The great thing about this film is that much like with the characters in this story, it has the ability to get the viewer thinking about these important questions.  Trying to find the balance between in-depth coverage and the rapid pace of the modern world is a reality that every news organization is dealing with.  How do they turn a profit while still holding onto their honesty?  Readers and viewers must now work to seek out the whole story and decipher fact from fiction when they’re often only fed sound bites and this film gets them questioning the authenticity of the content they are consuming.  Is this really the story or has it been fabricated to grab attention?  Why is it so difficult to obtain truthful information?
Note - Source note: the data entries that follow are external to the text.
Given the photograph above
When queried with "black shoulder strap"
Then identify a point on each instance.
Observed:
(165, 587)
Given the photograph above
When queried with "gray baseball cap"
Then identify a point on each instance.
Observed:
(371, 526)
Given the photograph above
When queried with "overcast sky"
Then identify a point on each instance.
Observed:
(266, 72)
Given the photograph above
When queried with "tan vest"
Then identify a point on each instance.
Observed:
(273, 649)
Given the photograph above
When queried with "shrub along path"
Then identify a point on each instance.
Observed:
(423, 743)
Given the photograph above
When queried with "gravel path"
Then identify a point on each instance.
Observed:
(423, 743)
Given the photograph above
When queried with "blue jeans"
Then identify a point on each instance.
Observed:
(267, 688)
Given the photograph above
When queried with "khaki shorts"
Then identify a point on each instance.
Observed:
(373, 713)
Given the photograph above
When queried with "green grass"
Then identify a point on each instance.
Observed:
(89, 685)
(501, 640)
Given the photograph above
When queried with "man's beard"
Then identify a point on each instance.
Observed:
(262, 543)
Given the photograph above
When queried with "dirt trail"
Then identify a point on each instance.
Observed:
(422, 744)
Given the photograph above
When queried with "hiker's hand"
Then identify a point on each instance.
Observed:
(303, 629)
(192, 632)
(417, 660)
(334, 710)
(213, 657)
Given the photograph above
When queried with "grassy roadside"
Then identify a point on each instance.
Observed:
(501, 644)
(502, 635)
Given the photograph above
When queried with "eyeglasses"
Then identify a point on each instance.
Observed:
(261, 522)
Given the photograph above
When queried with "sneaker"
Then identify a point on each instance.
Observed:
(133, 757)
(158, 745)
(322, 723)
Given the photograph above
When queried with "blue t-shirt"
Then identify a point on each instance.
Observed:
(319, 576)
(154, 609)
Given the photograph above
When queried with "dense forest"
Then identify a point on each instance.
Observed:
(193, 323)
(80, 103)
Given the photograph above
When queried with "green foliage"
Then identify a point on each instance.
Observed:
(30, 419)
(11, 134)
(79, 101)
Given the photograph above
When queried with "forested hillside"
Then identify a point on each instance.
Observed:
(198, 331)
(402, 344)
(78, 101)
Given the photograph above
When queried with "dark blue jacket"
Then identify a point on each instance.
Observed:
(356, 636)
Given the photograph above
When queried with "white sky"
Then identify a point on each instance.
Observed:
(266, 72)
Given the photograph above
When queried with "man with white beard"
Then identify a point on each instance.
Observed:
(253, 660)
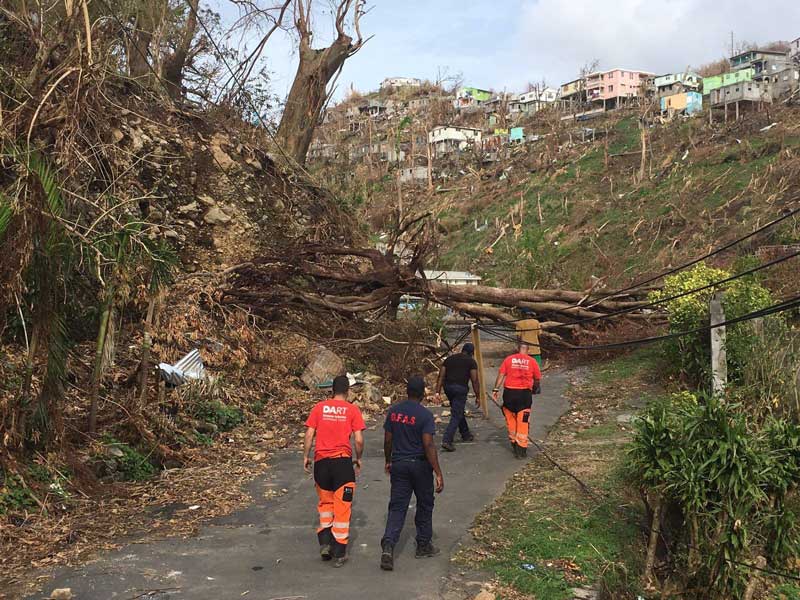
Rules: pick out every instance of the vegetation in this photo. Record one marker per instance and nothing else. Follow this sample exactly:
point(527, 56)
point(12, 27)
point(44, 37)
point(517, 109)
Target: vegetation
point(730, 481)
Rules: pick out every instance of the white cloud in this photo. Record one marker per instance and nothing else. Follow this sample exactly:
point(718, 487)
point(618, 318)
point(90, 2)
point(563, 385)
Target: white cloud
point(558, 36)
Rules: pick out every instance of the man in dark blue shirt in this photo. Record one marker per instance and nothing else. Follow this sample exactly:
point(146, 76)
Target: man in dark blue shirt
point(412, 462)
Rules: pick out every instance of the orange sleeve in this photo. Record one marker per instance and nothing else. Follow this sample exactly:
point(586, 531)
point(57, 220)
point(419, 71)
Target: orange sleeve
point(504, 367)
point(537, 373)
point(313, 417)
point(357, 420)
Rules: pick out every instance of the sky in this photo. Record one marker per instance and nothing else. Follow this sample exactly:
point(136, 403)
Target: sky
point(504, 44)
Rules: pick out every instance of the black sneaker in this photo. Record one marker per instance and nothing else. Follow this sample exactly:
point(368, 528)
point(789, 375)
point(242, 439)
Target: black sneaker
point(339, 562)
point(426, 550)
point(387, 556)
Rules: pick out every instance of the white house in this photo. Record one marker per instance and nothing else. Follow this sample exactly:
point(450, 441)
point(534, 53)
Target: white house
point(453, 277)
point(531, 102)
point(391, 82)
point(446, 139)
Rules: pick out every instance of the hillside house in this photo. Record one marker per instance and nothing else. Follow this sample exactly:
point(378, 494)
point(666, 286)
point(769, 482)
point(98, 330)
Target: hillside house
point(616, 87)
point(687, 103)
point(447, 139)
point(759, 60)
point(414, 175)
point(675, 83)
point(534, 101)
point(468, 96)
point(710, 84)
point(400, 82)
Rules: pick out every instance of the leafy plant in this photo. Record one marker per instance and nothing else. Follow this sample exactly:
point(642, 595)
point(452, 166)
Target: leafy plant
point(691, 354)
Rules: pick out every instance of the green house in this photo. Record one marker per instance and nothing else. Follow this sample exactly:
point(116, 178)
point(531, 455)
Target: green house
point(720, 81)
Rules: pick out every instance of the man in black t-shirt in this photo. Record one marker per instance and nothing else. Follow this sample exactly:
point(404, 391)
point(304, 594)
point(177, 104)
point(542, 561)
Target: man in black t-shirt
point(412, 463)
point(455, 375)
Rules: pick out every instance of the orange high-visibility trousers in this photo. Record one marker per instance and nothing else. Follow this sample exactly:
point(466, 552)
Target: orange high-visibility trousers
point(335, 509)
point(518, 424)
point(335, 483)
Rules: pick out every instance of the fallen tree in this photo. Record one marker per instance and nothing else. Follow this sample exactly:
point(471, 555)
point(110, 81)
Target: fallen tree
point(355, 282)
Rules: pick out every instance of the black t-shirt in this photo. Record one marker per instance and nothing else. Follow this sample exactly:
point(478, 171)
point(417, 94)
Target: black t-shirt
point(407, 422)
point(457, 368)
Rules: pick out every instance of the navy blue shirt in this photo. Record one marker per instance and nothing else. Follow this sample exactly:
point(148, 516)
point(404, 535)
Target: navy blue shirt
point(407, 422)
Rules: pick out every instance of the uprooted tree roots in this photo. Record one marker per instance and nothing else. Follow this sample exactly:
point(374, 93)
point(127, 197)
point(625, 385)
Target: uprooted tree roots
point(355, 282)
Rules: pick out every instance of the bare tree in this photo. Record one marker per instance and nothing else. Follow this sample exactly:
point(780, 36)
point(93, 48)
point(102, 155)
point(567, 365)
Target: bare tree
point(316, 68)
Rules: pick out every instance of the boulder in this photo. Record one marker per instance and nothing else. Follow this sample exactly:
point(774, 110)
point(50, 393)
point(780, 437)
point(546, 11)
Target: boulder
point(215, 216)
point(323, 366)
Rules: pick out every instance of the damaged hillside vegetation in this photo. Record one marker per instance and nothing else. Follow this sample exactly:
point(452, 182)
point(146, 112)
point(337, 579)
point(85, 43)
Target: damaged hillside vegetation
point(125, 203)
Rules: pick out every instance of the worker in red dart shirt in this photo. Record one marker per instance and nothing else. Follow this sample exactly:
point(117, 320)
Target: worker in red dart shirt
point(522, 378)
point(333, 422)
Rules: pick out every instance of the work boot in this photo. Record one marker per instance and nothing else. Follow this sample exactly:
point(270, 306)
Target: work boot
point(426, 550)
point(339, 562)
point(387, 556)
point(325, 552)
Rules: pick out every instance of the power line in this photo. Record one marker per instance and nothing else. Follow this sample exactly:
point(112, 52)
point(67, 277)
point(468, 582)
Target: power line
point(777, 308)
point(673, 270)
point(668, 298)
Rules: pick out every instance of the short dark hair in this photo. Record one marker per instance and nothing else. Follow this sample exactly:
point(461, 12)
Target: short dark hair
point(415, 388)
point(341, 384)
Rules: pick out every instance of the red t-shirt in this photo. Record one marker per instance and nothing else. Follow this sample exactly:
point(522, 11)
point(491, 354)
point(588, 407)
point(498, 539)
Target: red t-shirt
point(520, 370)
point(335, 421)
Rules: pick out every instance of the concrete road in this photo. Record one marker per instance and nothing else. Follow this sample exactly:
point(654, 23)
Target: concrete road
point(269, 551)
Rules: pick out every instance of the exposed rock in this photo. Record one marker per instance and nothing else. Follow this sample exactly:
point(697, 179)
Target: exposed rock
point(189, 208)
point(215, 216)
point(323, 366)
point(225, 162)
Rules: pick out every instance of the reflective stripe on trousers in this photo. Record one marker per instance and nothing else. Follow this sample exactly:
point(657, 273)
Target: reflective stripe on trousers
point(518, 426)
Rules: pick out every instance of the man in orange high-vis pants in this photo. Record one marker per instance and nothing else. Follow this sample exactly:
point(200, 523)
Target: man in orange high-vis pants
point(333, 422)
point(522, 378)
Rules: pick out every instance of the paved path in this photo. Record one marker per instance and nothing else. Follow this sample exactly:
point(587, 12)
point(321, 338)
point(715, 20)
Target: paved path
point(268, 551)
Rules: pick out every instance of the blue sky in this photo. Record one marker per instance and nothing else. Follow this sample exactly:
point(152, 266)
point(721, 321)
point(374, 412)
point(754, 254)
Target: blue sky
point(503, 44)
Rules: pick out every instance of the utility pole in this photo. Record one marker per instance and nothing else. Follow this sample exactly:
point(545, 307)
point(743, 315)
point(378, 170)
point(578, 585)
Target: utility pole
point(719, 359)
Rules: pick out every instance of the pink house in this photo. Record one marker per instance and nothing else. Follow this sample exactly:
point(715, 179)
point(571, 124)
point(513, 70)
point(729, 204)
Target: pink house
point(615, 87)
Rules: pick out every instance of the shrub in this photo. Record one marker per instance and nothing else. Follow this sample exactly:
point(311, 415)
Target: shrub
point(730, 480)
point(131, 464)
point(691, 354)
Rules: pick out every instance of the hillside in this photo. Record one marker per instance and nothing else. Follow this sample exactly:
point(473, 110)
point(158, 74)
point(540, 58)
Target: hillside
point(569, 207)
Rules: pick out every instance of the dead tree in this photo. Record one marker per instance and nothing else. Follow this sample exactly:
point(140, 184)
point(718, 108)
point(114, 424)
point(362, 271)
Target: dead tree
point(316, 68)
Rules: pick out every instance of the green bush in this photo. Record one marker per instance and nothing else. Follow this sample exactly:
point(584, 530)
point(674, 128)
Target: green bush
point(691, 354)
point(14, 494)
point(220, 414)
point(130, 463)
point(729, 477)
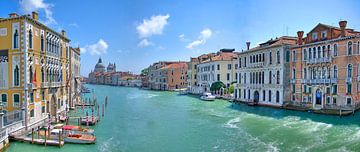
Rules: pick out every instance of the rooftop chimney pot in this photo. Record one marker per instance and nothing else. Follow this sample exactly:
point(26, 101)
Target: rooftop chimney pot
point(342, 25)
point(35, 16)
point(12, 15)
point(248, 45)
point(300, 35)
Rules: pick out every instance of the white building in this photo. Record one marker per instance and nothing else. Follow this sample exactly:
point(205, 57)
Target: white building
point(263, 72)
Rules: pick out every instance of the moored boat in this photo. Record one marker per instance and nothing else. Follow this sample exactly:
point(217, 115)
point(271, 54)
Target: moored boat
point(207, 96)
point(79, 138)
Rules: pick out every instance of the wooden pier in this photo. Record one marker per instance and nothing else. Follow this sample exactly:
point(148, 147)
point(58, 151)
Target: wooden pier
point(49, 142)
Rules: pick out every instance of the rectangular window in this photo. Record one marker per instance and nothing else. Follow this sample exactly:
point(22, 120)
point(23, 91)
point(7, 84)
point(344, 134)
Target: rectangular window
point(314, 36)
point(31, 97)
point(287, 56)
point(334, 89)
point(293, 88)
point(294, 56)
point(4, 99)
point(16, 100)
point(32, 113)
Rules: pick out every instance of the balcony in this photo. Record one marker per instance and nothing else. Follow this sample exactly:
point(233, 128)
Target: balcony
point(320, 81)
point(319, 60)
point(348, 80)
point(31, 86)
point(256, 65)
point(334, 80)
point(45, 84)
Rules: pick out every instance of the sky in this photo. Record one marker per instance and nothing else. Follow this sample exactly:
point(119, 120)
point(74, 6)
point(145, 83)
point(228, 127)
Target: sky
point(136, 33)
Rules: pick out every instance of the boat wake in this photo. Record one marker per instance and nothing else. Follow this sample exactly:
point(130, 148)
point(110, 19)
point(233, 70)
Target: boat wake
point(232, 123)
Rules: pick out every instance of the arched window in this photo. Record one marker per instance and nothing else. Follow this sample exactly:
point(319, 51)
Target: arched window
point(349, 48)
point(305, 54)
point(294, 74)
point(270, 77)
point(277, 77)
point(31, 74)
point(30, 38)
point(16, 39)
point(42, 42)
point(16, 76)
point(349, 71)
point(42, 75)
point(314, 52)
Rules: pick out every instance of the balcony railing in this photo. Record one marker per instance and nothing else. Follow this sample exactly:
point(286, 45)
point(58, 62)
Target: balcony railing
point(319, 60)
point(348, 80)
point(318, 81)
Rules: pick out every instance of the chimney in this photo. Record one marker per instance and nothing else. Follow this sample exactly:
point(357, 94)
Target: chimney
point(12, 15)
point(342, 25)
point(300, 35)
point(248, 45)
point(63, 33)
point(35, 16)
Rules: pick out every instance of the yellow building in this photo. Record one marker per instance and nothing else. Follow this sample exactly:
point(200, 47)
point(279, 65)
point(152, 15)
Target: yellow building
point(34, 68)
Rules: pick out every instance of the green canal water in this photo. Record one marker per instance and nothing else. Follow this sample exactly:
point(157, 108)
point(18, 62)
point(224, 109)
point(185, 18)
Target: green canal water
point(141, 120)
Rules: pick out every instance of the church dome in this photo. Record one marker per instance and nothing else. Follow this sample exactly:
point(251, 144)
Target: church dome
point(99, 67)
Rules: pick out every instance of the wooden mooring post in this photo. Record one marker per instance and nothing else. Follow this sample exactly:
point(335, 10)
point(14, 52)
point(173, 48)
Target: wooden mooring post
point(45, 137)
point(32, 135)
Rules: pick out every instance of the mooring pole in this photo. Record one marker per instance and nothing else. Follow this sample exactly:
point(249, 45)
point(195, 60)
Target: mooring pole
point(38, 132)
point(103, 110)
point(45, 137)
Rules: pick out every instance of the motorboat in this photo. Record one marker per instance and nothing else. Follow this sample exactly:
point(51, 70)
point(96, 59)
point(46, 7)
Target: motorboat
point(207, 96)
point(77, 138)
point(78, 129)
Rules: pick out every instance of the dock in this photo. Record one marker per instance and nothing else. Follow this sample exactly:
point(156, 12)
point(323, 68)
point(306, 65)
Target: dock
point(49, 142)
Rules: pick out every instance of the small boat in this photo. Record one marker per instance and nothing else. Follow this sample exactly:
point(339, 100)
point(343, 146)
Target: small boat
point(79, 138)
point(207, 96)
point(79, 129)
point(183, 92)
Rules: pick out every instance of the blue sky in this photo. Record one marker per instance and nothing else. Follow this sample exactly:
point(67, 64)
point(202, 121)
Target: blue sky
point(136, 33)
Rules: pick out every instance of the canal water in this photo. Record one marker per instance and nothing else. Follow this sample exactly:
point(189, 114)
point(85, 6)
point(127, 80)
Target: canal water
point(141, 120)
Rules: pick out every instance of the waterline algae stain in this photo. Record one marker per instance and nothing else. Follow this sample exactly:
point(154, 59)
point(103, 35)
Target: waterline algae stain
point(142, 120)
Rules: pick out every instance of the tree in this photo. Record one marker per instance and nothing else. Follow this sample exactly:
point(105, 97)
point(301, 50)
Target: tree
point(217, 86)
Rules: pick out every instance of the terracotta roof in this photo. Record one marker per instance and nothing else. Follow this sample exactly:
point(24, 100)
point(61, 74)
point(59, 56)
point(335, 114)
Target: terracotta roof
point(175, 65)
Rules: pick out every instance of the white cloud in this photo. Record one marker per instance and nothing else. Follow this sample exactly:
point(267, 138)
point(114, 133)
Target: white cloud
point(153, 26)
point(204, 35)
point(183, 38)
point(144, 43)
point(97, 48)
point(28, 6)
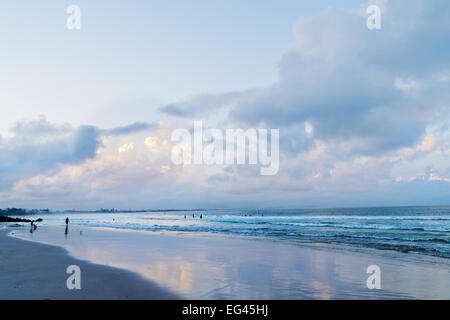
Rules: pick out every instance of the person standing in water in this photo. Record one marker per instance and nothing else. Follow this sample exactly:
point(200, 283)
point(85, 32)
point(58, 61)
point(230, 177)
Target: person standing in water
point(67, 227)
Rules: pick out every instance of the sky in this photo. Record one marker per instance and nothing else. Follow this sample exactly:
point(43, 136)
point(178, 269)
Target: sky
point(87, 115)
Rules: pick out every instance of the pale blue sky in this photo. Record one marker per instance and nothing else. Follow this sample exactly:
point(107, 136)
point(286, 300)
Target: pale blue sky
point(375, 102)
point(144, 52)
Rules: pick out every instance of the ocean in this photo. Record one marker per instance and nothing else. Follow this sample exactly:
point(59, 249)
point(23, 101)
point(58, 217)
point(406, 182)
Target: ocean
point(416, 230)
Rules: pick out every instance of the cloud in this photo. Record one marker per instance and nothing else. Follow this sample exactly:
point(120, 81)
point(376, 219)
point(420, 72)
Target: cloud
point(132, 128)
point(377, 89)
point(39, 146)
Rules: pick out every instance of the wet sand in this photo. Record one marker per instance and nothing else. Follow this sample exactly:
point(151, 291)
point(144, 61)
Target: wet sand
point(30, 270)
point(210, 266)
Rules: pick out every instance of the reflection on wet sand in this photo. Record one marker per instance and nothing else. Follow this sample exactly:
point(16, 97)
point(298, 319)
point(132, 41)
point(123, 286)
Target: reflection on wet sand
point(218, 267)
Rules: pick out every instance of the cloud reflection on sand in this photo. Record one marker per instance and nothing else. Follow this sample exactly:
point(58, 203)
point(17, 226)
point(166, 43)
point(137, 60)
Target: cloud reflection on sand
point(219, 267)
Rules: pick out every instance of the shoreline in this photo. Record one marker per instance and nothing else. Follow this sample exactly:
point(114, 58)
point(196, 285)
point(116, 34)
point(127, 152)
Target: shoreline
point(202, 266)
point(36, 271)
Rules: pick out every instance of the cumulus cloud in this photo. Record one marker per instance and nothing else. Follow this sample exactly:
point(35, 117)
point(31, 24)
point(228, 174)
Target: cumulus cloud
point(358, 111)
point(39, 146)
point(350, 83)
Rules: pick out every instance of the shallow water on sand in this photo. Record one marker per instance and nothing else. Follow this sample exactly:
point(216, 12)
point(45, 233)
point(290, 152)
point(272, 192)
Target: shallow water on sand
point(214, 266)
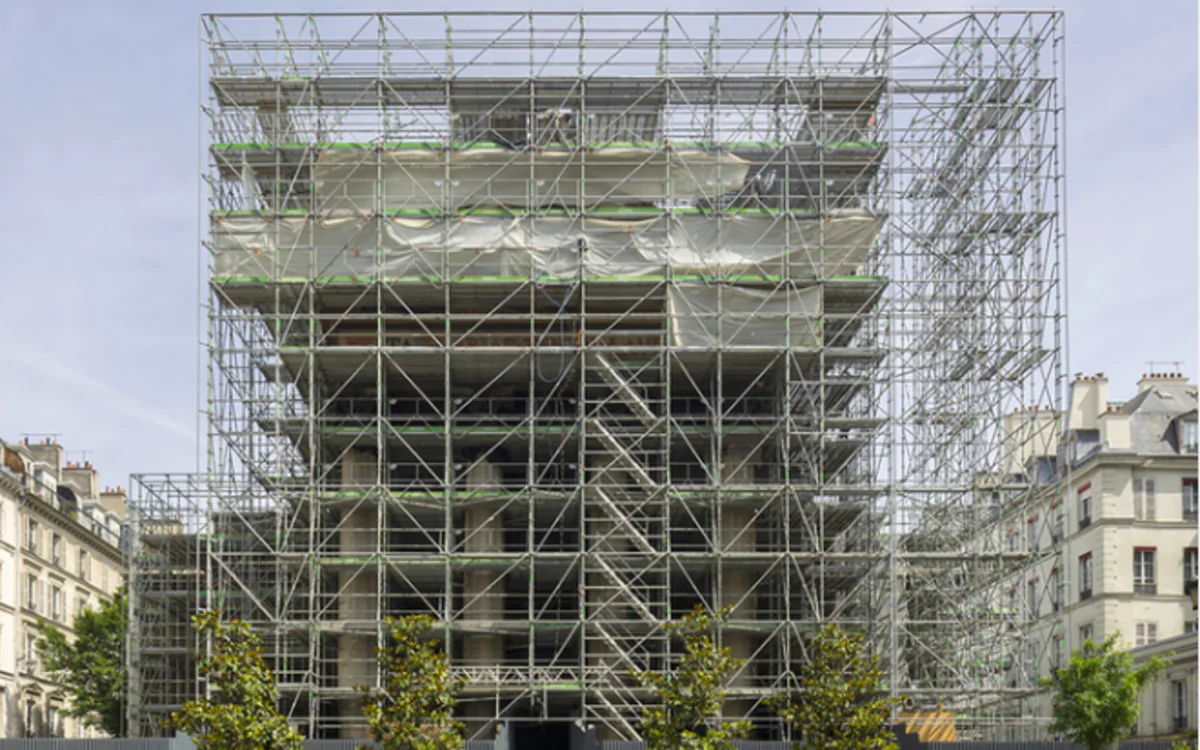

Lord Jones is Dead will be screening on Sunday, July 24th at the Revue Cinema in Toronto.  To accompany the film, a discussion panel will be taking place to talk about transparency in the media and in our government.  Co-presented with Canadian Journalists for Free Expression and moderated by Michelle Shephard, the evening will focus on the media-government relationship and why it is so difficult for Canadians to access information that is crucial for a healthy, functioning democracy.  Anna Mehler-Paperny from Global News and Robb Cribb & Jayme Poisson from The Toronto Star will also lend their voices to the conversation.